The histogram displays only those access attempts. For example, if you select Failed, the histogram displays only Failed access attempts.
When you filter on Failed or Denied access attempts, the histogram shows the failed or denied reasons. It can show up to four failure reasons. If there are more than four failure reasons, then only the three most common reasons are shown, and all other failure reasons are grouped into a category named Other.
-
To show details for a particular time period, such as the number of attempts and rate for each failure reason, hover the mouse over a histogram bar.
-
To view the corresponding access logs, click the reason code.
The access logs are automatically filtered. The All User Apps filter is always selected, because the dashboard shows access attempts for all applications that are accessed through STA.
This feature is available for only STA and STA Premium customers.
Anomalous trends
On the dashboard, the histogram includes an anomalous trend indicator that highlights the days when an anomalous trend was observed and identifies the associated reason codes.
These unsuccessful access attempts could be anomalous because they occurred too frequently or because they have specific reason codes that should not normally occur.
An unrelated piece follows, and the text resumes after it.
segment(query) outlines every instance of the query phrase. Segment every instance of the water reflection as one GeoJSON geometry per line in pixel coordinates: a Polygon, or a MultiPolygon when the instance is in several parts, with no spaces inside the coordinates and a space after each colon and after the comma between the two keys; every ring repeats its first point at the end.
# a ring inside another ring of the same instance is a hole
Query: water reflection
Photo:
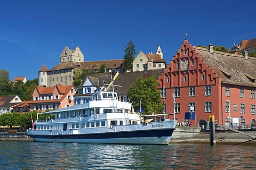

STA performs trend analysis to avoid generating false positives and to detect anomalies that occur for only a small portion of the day. To perform the analysis, the daily traffic is split into samples of varying duration, so that a test sample lasts longer in times of low traffic than in times of high traffic. Each sample covers a multiple of one-hour time buckets. The shortest sample covers one hour of traffic, and the longest sample covers the entire day.
Each sample typically counts at least 100 events, and triggers an anomaly if the number of events with a particular reason code is greater than the system’s threshold. There is a specific threshold for each reason code. A sample with fewer than 100 events can still trigger an anomaly if the number of failed or denied access attempts exceeds the system's threshold.
Some reason codes can even trigger an anomaly for a single occurrence:
-
CA revocation check failed
-
Certificate attribute not found
-
Chain verification check failed
-
Issuing CA expired
-
Service disabled
-
System issue
-
User revocation check failed
This feature is available in the STA and STA Premium subscription plans. It is not available in the STA Basic plan.
Investigate anomalous trends
When an anomalous trend is detected, the date is highlighted on the histogram.
-
Hover over the bar for the highlighted date.
The highlighted area indicates whether the anomaly is for Failed or Denied access attempts.
-
In the summary at the top, select the corresponding type of access attempts. For example, if Failed is highlighted, select Failed in the summary.
-
Hover over the bar for the highlighted date.
The reason codes are listed, along with the number of access attempts and the rate. Any reason code with an anomalous trend is highlighted.
-
To view details about the access attempts, select the reason that you want to investigate.
The access logs are automatically filtered to show the corresponding logs.
Access activity per policy or per application
The dashboard also shows the access activity per policy and per application for the last 30 days:
To show details for a particular time period, such as the number of attempts and the rate, hover the mouse over a histogram bar.